Voyant la mine de son interlocutrice s’assombrir, il se repris :

« Enfin, je parle ici du baron et non du mari.

Plus bas, il ajouta cependant :

« Quoique ce que j’ai entendu sur sa qualité de mari n’était guère plus reluisant.

Séléné laissa échapper un gémissement et se laissa aller contre le dossier du fauteuil. Elle lui coula ensuite un regard de biais.

« Pourquoi faut-il qu’au milieu de tout ces mystères vous soyez aussi brutalement honnête à ce sujet ? » lui adressa-t-elle d’une voix plaintive.

Léandre haussa les épaules.

« Je n’allais pas transformer une vérité que vous connaissez de toute manière d’ores et déjà pour vous préserver. Et puis, il vaut mieux vous préparer à l’idée d’épouser ce rustre puisque cette union est inévitable.

Le détachement sur lequel il avait prononcé ces mots blessa Séléné, mais au fond elle savait bien qu’il avait raison. Et elle commençait à l’entrevoir, ce Léandre Erebus n’était pas homme à s’émouvoir.

La jeune femme s’abima un moment dans l’observation de l’âtre dont les flammes crépitaient en projetant une lumière orangée.

« Je suppose que vous avez raison.

Léandre l’observa en silence un instant, puis poussa un soupir avant de croiser les bras.

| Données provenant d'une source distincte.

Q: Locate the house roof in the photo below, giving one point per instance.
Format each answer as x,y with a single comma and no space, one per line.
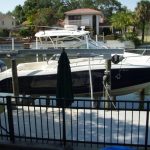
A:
83,11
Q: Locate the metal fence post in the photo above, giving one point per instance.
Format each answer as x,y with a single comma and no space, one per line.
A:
10,119
147,125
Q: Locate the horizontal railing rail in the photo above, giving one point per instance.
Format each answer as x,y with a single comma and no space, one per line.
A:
124,122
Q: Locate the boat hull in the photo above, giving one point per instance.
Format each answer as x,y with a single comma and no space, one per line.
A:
123,81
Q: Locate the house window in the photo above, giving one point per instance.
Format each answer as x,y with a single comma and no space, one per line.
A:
75,17
2,22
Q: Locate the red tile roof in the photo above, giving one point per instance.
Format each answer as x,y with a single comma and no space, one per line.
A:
83,11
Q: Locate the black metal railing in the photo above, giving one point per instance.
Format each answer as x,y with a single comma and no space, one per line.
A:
85,121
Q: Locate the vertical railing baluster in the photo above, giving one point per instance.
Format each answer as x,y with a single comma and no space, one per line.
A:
147,126
64,124
10,119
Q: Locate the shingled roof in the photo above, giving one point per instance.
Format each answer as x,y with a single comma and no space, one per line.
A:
83,11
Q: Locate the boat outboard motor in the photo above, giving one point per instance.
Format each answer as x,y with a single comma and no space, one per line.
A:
3,66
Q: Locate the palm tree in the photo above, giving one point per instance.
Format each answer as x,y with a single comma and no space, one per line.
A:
142,12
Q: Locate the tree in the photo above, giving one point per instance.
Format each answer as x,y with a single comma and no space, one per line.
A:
143,15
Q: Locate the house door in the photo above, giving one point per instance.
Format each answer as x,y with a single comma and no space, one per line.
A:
94,24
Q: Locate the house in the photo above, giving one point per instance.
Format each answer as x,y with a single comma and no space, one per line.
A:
87,17
7,21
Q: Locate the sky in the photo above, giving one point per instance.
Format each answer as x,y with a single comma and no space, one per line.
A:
9,5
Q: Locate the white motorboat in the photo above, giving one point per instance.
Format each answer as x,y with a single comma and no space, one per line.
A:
127,76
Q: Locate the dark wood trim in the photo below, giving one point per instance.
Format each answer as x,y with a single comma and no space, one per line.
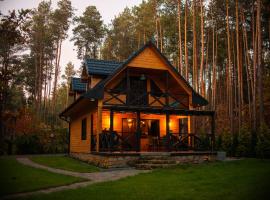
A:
128,87
69,138
156,110
112,97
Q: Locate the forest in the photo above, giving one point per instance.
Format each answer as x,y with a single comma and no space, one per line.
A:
222,48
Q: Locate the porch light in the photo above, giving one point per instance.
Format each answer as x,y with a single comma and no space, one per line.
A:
142,77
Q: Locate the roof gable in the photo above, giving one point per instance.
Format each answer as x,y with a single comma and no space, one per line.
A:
101,67
148,58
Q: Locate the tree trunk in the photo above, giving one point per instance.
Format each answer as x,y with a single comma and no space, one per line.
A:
179,37
239,70
260,67
229,69
194,73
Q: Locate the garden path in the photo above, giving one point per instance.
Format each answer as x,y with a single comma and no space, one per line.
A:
91,178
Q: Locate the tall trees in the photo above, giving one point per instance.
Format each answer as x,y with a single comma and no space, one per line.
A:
202,48
12,44
88,32
260,67
69,72
194,49
179,36
61,21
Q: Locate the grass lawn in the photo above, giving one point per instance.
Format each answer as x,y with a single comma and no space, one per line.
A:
15,177
245,179
64,162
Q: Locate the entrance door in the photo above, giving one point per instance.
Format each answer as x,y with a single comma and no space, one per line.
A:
128,133
138,89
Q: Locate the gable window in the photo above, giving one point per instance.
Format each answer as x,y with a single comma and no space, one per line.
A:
83,133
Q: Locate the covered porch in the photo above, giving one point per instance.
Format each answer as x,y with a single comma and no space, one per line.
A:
133,130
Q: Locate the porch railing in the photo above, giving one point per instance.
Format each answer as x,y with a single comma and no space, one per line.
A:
112,141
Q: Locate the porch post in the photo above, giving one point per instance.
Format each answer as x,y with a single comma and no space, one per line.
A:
189,130
166,89
99,122
168,130
111,120
213,131
111,130
138,131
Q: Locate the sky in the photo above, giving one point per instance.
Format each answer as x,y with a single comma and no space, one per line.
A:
107,8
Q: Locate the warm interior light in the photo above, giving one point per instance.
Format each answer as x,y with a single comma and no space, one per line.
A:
129,122
142,77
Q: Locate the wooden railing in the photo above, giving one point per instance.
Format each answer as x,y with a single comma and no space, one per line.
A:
112,141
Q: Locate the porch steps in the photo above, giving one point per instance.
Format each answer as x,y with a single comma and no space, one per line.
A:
153,162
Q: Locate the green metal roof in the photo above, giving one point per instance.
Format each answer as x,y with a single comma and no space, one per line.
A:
78,85
101,67
110,68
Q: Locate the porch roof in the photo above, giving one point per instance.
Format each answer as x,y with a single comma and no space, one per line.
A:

« Quel dommage tout de même. Peu importe à quel point la situation financière de vos parents est désastreuse, vendre leur fille d’une telle manière et à un tel homme, c’est une honte, vraiment. Pardonnez-moi cette offense, mais je n’ai que dédain pour les courtisans qui se pavanent en affectant des grands airs quand leurs finances sont dans un état aussi lamentable.

Il secoua la tête d’un air désapprobateur avant de poursuivre :

« Livrer leur enfant en pâture à un tel chient pour repayer leurs propres erreurs est d’un barbare, j’ai peine à croire que ce genre de pratiques soient encore autorisées.

Séléné ne put s’empêcher un petit sourire. Il était agréable de se sentir comprise, c’était bien la première fois depuis longtemps. Elle hésita un instant, puis répondit :

« Vous savez, les choses n’ont pas toujours été ainsi. Malgré tout, mes parents sont des gens bien, avec leurs défauts et leurs qualités. Autrefois, nos relations étaient bien plus apaisées, mais certaines de mes… décisions ont définitivement changé les choses.

Elle s’interrompit, poussant un nouveau soupir.

« En un sens, je comprends leur choix, puisque c’est celui que la plupart des nobles aurait fait : il s’agit ici de restaurer le nom des Roserot, ou au moins de le préserver. Dans cent ans, je serai morte et oubliée, mais par ce mariage j’aurais permis la sauvegarde de la maison. Cela n’en reste pas moins difficile à supporter pour autant… Se voir traiter avec la même considération qu’on aurait pour une bête de concours que l’on vend au plus offrant n’est pas vraiment plaisant… » conclut-elle en se passant une main dans les cheveux.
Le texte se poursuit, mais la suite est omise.